Bodybuilders will want a bench to work with dumbbells and barbells. They will also want to have a host of weight machines such as Smith Machine, Cable Machine, Squat Rack, Leg Press, Chest Press, Shoulder Press and such. Once again a quick google will show what each of these look like, or you could ask a member of staff to list the machines they have. You will also have to do some cardio so a couple of the machines listed in the previous paragraph will do the trick.
Going to your gym or place of exercise 3-5 times a week is all well and good but you’re gonna need a plan to follow every time you are there.
A website I always refer to when looking for a workout plan is: www.MuscleandStrength.com
Their Workouts section has over a thousand different workouts for all levels of fitness and for all different kinds of development. I suggest browsing their website and finding a workout to suit your needs and giving it a try for at least a few weeks, it might be just right for you.
Alternatively some gyms will help you make a workout plan with an experienced instructor. This can be great too, I recommend trying both to see what suits you best.
Once you’ve decided on a plan, keep at it for about a month and if it yields results, great! If not, go ahead and try another, we’re all different, there isn’t a one size fits all, but there are plenty of effective workouts to try!
Diet is as important as working out, a lot of people don’t realise this and don’t get the results they want so please do take diet seriously.
The main thing about diet is controlling calories. You need to be consuming less calories than you are burning to lose weight and vice versa. So with this in mind, those trying to lose weight should eat less calorie high foods and bodybuilders should consume more calories than burned so muscle can be developed.
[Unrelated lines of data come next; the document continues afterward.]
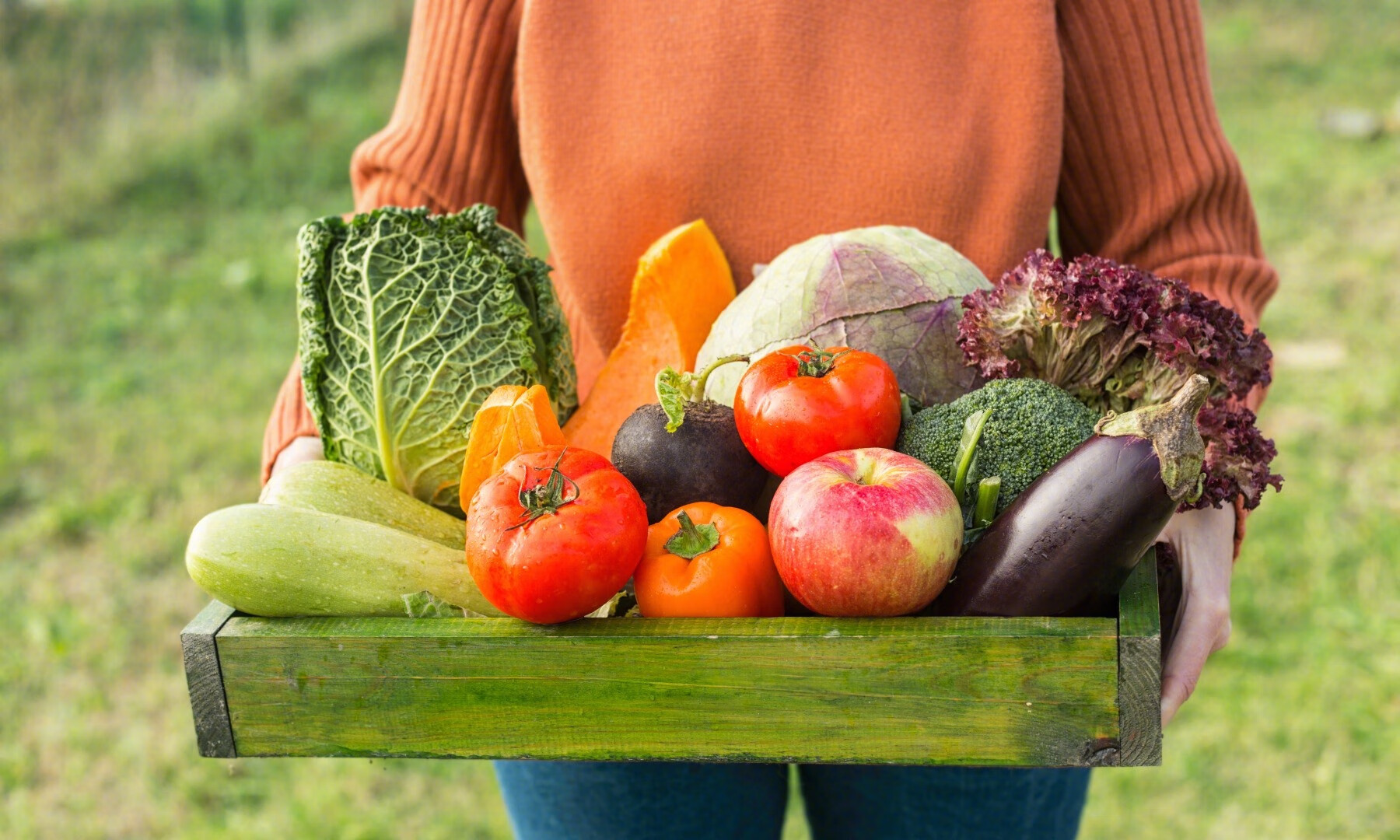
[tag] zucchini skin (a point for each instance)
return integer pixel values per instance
(269, 560)
(341, 489)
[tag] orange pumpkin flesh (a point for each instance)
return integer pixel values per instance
(682, 285)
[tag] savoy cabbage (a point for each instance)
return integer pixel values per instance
(408, 322)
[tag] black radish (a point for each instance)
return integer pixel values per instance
(1067, 544)
(686, 448)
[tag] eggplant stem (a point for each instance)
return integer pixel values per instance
(966, 451)
(989, 490)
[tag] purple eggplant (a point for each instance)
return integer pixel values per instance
(1067, 544)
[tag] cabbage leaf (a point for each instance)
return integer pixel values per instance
(894, 292)
(408, 322)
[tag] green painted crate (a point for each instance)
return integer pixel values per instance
(913, 691)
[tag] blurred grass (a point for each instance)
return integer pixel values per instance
(154, 173)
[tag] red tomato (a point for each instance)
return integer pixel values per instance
(800, 404)
(555, 535)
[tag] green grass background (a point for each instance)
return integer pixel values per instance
(156, 160)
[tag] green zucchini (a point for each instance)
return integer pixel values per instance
(271, 560)
(341, 489)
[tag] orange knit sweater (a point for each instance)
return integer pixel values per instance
(780, 119)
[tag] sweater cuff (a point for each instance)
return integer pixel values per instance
(290, 419)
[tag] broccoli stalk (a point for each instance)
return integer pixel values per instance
(1014, 429)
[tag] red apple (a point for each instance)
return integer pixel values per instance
(864, 532)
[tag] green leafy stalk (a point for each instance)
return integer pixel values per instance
(968, 451)
(989, 490)
(692, 539)
(677, 390)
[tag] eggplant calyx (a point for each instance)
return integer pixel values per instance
(1171, 427)
(692, 539)
(675, 390)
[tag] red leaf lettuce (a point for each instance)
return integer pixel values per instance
(1119, 338)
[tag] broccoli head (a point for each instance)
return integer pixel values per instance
(1032, 426)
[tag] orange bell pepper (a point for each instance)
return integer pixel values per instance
(706, 560)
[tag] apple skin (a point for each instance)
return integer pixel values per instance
(864, 532)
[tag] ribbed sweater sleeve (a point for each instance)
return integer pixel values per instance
(451, 142)
(1147, 175)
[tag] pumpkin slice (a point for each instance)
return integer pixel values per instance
(488, 426)
(682, 285)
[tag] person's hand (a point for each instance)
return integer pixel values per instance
(301, 448)
(1204, 544)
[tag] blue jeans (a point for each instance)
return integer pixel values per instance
(643, 800)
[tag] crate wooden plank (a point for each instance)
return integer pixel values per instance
(1018, 692)
(213, 730)
(1140, 668)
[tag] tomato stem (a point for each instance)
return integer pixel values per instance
(692, 539)
(548, 496)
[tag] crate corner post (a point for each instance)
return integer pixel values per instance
(213, 728)
(1140, 668)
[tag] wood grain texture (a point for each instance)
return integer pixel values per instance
(1015, 692)
(1140, 668)
(213, 730)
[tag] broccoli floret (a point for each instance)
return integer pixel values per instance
(1032, 426)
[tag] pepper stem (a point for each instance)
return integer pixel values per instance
(692, 539)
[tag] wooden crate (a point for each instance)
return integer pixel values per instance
(913, 691)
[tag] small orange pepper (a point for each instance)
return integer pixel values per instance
(706, 560)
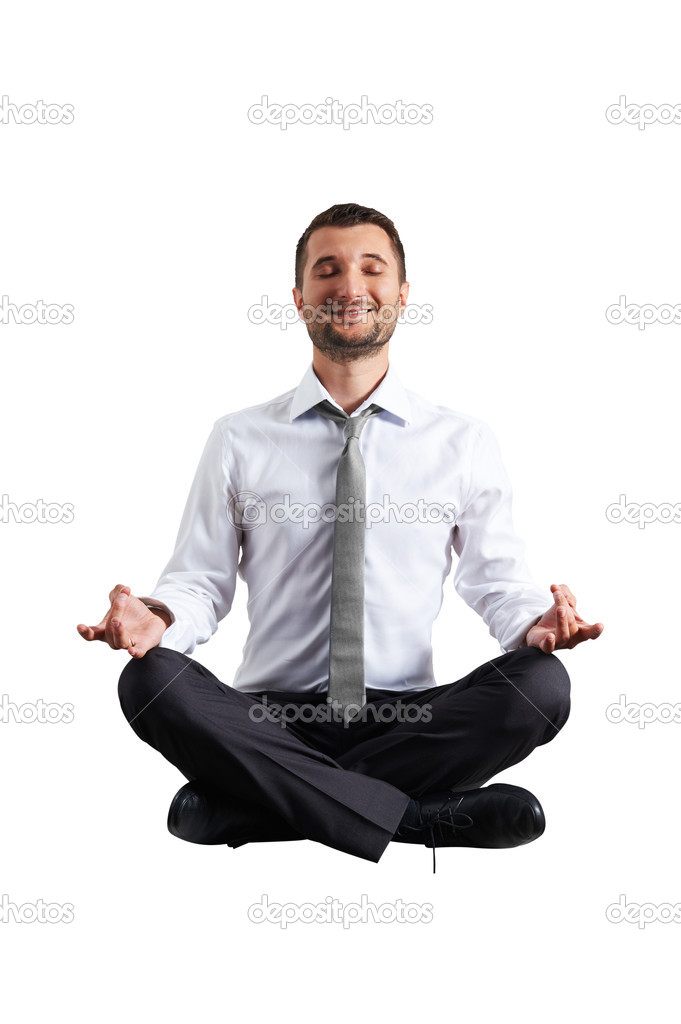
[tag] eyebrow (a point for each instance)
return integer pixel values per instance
(334, 259)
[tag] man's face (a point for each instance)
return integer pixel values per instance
(351, 297)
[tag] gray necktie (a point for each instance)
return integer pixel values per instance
(346, 654)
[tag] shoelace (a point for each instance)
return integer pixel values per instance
(442, 817)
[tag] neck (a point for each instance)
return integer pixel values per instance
(350, 383)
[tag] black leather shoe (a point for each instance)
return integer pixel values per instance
(496, 817)
(200, 813)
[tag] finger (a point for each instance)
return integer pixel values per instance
(564, 589)
(564, 619)
(118, 589)
(121, 636)
(90, 632)
(117, 614)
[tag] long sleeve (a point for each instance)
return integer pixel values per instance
(492, 574)
(198, 584)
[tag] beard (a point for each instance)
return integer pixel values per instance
(341, 345)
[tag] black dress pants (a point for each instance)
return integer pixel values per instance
(344, 784)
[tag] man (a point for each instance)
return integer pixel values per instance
(339, 503)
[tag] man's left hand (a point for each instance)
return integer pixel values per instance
(560, 627)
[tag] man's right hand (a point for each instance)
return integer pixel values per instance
(128, 625)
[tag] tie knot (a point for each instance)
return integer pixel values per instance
(353, 424)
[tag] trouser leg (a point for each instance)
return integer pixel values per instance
(204, 728)
(469, 730)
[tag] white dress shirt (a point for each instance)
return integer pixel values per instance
(441, 472)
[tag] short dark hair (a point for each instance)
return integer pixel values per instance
(347, 215)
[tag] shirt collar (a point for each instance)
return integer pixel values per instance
(390, 394)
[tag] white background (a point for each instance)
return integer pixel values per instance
(162, 214)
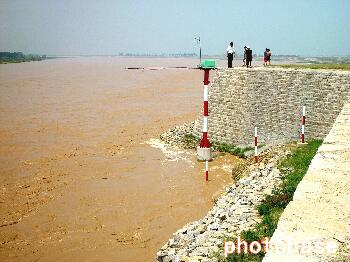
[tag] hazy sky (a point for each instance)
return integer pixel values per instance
(62, 27)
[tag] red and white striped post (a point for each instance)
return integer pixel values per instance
(205, 142)
(206, 170)
(303, 126)
(256, 145)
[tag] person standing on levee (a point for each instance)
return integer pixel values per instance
(230, 54)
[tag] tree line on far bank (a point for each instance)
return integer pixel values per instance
(18, 57)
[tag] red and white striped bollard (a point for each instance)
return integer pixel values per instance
(303, 127)
(256, 145)
(205, 142)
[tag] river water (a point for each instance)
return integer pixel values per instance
(83, 174)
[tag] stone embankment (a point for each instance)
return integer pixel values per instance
(272, 99)
(320, 210)
(233, 212)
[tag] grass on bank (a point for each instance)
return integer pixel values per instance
(338, 66)
(294, 167)
(192, 141)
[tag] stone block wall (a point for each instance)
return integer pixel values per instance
(272, 99)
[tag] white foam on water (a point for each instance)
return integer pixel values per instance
(171, 153)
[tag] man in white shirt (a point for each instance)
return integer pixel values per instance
(230, 53)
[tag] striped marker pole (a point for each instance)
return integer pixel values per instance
(205, 142)
(256, 145)
(303, 127)
(206, 170)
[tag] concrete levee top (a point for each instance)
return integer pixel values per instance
(318, 218)
(271, 99)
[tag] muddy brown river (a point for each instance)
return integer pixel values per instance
(83, 174)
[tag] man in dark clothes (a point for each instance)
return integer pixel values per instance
(249, 57)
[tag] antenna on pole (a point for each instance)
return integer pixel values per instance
(197, 40)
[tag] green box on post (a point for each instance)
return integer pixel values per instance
(208, 64)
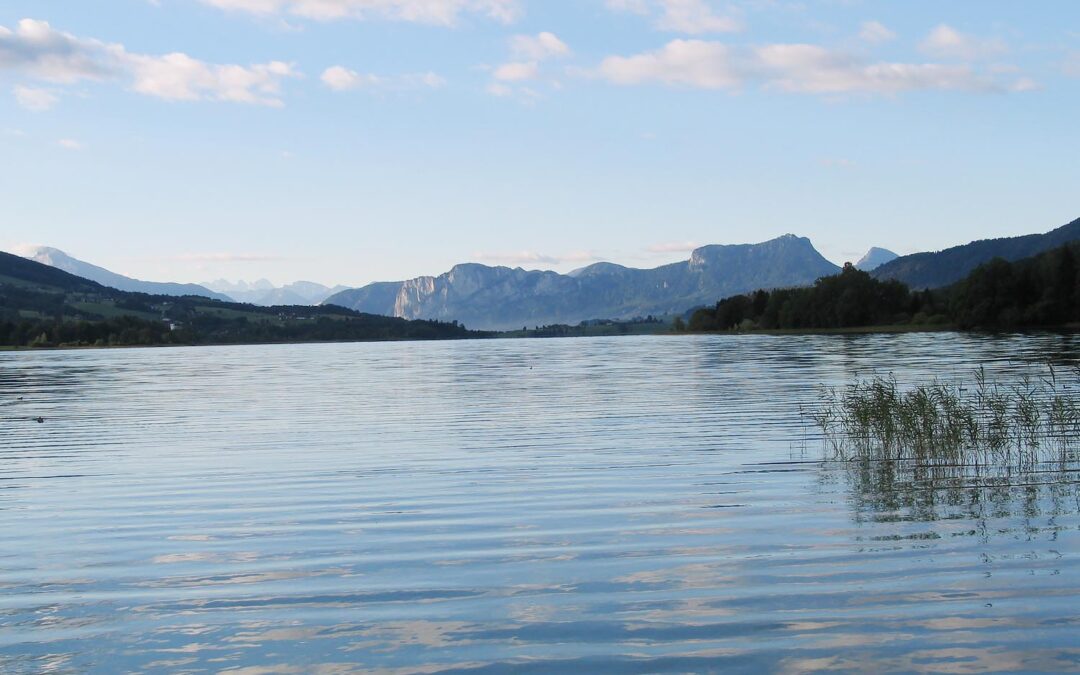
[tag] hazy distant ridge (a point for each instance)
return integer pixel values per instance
(501, 297)
(57, 258)
(933, 270)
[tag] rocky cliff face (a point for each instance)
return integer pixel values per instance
(503, 298)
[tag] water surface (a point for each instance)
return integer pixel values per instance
(629, 504)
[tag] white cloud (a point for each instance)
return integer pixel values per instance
(694, 17)
(530, 51)
(673, 247)
(796, 68)
(39, 51)
(227, 257)
(32, 98)
(688, 16)
(875, 32)
(1071, 65)
(46, 54)
(341, 79)
(541, 46)
(946, 42)
(178, 77)
(516, 71)
(441, 12)
(687, 63)
(811, 69)
(531, 257)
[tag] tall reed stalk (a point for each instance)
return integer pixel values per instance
(1031, 419)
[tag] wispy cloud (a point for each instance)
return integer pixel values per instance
(530, 52)
(532, 257)
(947, 42)
(228, 257)
(673, 247)
(795, 68)
(687, 16)
(35, 98)
(875, 32)
(341, 79)
(1071, 65)
(540, 46)
(439, 12)
(39, 51)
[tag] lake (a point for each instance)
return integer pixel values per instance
(632, 504)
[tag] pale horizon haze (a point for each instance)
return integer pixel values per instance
(346, 142)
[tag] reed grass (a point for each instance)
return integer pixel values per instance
(1031, 419)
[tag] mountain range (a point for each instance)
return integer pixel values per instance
(499, 298)
(266, 294)
(934, 270)
(44, 306)
(875, 258)
(55, 257)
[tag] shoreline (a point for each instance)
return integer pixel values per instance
(887, 329)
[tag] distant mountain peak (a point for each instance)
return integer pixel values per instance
(875, 258)
(58, 259)
(500, 297)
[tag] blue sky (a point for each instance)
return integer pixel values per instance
(354, 140)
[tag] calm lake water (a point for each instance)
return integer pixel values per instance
(630, 504)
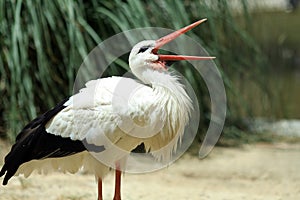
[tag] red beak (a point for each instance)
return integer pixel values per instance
(168, 38)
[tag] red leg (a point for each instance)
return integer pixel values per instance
(100, 189)
(118, 183)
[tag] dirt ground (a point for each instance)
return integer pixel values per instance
(261, 171)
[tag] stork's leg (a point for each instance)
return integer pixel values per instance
(118, 182)
(100, 189)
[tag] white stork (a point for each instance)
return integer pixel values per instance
(65, 137)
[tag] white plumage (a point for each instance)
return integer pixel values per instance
(112, 116)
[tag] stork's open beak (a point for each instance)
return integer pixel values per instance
(168, 38)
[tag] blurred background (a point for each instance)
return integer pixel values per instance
(257, 45)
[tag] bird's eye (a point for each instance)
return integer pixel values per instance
(143, 49)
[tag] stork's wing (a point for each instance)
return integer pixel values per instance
(79, 123)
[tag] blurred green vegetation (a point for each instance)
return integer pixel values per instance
(44, 42)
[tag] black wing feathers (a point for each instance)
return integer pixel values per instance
(33, 142)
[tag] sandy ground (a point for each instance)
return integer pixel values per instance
(261, 171)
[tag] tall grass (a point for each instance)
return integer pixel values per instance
(44, 42)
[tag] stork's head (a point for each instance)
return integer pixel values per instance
(143, 55)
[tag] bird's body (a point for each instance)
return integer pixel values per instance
(96, 115)
(97, 128)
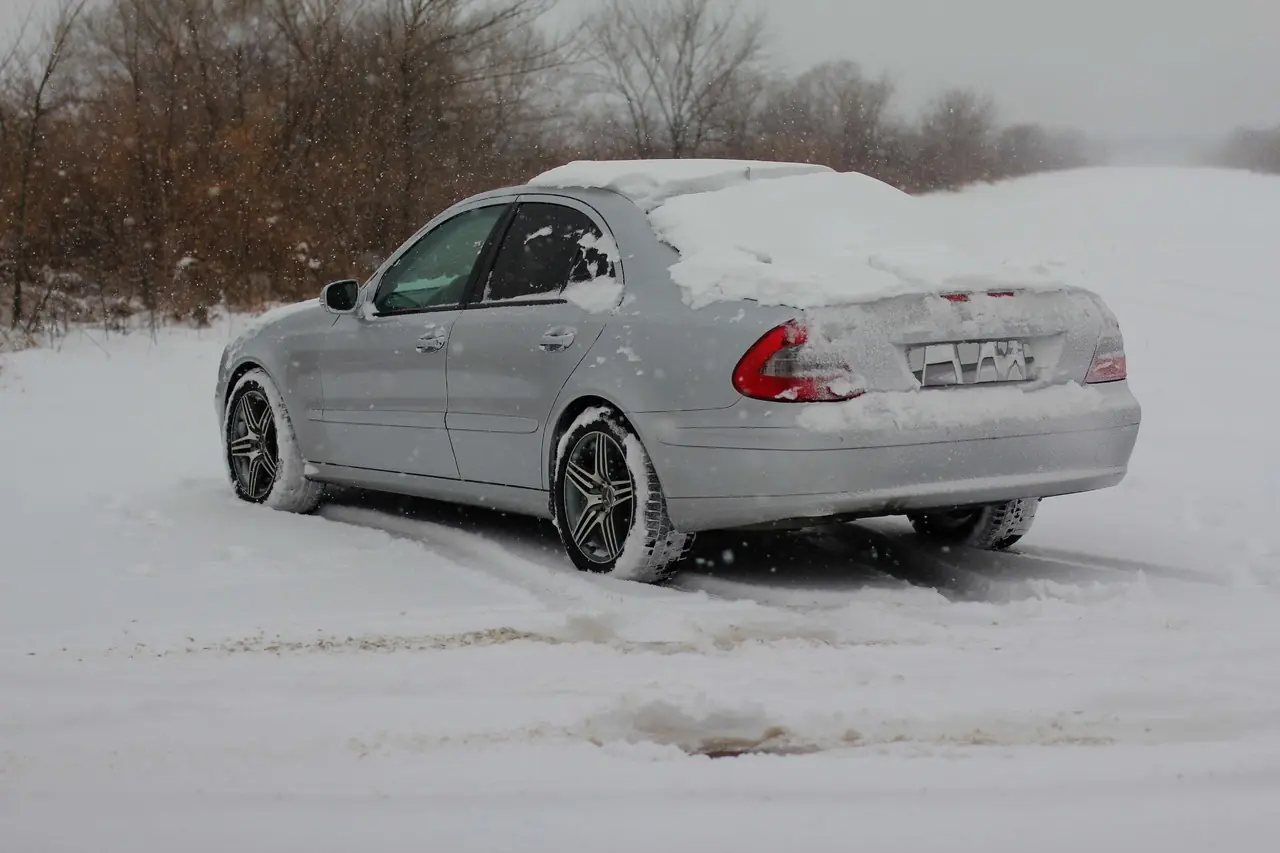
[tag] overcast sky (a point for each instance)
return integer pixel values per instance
(1111, 67)
(1115, 67)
Those trying to lose weight should aim to eat less ready/frozen meals and more fruit, veg, and lean meats. Don’t even touch fast food, that stuff is not only fatty, it’s just generally unhealthy for you.
Those trying to gain muscle should do the same as above, though try to consume a fair amount of protein for muscle growth through meat, nuts and even protein shakes if you can afford them.
I recommend doing a bit of internet research on dieting to learn more about what kinds of substances in your food that you want to maximise and minimise.
Motivation from Others!
So you see it can be done, anyone can achieve the body they want, but only YOU can make it happen.
It will change your life, you will live longer, you will look better, you will feel better and I think you will find fitness fun whether that be from the get go, or after you achieve your long-term goal.
What have you got to lose? Get to it!!